Governor Dean caused a stir by speculating that Trump’s pronounced and repeated sniffing during the first presidential debate might have been caused by a white powder-based stimulant. It hadn’t been a serious accusation, but “a calculated tactical move on my part. I think the press in this country gave Donald Trump a free ride, and I think they did it to make money. He was given privileges that have never been afforded to any candidate of the United States, calling in when he’s in his pyjamas in his hotel suite to the most prestigious talk shows in the country. Donald Trump has used innuendo with no evidence whatsoever for fifteen months, and the purpose of what I said was to do exactly what happened, which was that the media tied their britches in a knot and criticised me. I was waiting for that, was hoping for that, and fortunately was able to have some interviews where I pointed out that their own behaviour for fifteen months was no different than mine.

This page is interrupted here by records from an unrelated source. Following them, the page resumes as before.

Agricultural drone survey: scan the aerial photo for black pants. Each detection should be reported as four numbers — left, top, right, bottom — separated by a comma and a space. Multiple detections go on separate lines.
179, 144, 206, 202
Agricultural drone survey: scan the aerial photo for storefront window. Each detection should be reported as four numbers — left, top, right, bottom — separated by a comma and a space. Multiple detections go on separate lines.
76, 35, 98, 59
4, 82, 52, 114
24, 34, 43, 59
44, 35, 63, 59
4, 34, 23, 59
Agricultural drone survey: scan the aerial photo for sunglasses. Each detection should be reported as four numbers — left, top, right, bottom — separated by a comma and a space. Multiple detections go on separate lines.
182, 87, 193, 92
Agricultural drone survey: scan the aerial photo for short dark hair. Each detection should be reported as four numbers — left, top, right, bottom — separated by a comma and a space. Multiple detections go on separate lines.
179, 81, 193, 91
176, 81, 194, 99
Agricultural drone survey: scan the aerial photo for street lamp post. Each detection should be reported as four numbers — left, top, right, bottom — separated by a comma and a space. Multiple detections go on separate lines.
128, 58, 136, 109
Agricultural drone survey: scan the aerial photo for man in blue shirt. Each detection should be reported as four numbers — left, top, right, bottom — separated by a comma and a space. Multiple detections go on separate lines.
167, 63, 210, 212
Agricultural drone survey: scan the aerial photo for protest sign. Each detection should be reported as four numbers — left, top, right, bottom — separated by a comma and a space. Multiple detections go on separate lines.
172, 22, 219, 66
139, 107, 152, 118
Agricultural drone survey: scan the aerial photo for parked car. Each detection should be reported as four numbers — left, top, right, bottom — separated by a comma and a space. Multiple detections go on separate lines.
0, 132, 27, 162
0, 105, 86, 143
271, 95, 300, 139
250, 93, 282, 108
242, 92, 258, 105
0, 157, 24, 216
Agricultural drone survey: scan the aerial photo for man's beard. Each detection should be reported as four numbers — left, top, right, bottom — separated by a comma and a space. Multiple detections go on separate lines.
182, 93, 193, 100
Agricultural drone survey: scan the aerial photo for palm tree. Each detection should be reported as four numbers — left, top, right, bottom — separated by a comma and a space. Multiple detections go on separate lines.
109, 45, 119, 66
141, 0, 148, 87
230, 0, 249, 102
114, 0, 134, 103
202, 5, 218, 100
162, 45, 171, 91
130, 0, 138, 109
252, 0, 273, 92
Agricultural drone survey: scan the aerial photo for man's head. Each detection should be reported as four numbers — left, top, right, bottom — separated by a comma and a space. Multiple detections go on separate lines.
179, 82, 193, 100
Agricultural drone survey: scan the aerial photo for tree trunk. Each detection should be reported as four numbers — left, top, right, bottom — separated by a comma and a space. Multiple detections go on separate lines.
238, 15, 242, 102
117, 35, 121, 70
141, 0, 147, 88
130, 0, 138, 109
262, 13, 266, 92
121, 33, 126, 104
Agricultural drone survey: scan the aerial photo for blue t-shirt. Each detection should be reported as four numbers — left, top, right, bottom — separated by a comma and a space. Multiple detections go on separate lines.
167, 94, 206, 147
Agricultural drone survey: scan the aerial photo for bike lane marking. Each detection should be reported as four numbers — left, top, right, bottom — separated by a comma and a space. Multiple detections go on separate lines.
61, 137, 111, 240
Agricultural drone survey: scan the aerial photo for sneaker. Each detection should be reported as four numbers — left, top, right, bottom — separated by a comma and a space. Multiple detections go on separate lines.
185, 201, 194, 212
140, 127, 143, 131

Did all the excitement make him long for the days of running for president himself? “Let’s put it this way. In January I was asked by Hillary’s people to do what they call the coast-to-coast tour of Iowa, which since it’s in the middle of the country is actually from the Missouri River to the Mississippi. It’s fourteen stops, it’s a thousand miles, and it was thirty-six hours. And I got up the next morning and I went ‘boy, that was really great, and I am really glad I don’t have to do it again’.”

 

Bonds of affection

Steve Schmidt worked in the George W. Bush White House and ran day-to-day operations on John McCain’s presidential campaign in 2008 (if you’ve seen the film Game Change, Schmidt is the character played by Woody Harrelson). He lamented to me what had become of the Republican Party. In the 1980s the GOP was acknowledged as “the party where all the ideas were,” but now the connection between conservatism and real issues had been severed. “The test of who is a conservative is now ‘who has the most incendiary or hottest rhetoric towards President Obama and the Democrats” and “who has fidelity to the craziest statements made on any given day. So a serious governing philosophy has been reduced to an emotional primal scream.”

As for Trump, he says, “neither political party has ever nominated a candidate who was so manifestly unprepared for the office, and there will be a consequence to that.” This could be far-reaching. I’m not sure the Republican Party survives this as we recognise it today”. One outcome could be “some version of Trump TV, as he has a very significant market share, certainly enough to monetise a multi-billion dollar media company”. More widely, “I’m not sure the two party system in America as we’ve known it survives into the next decade. I think you’ll see a legitimate third-party candidacy four years from now, someone who’s running in a right-of-centre space, and I think you will see a factionalisation of the Democratic Party as well.”

Meanwhile, it looked as though the next president (Hillary Clinton, he, too, expects) will have a hard time getting anything done. American presidents had defied expectations and risen to greatness before, but the “bonds of affection” extolled by Lincoln had become frayed. “Will she be able to reach out and to heal that by practising one of the most important qualities of politics, which is restraint at your moment of maximum political power – and in good faith, with an open hand, go to the opposition and say ‘let us do the work of the American people at long last’? And that question we will soon know the answer to.”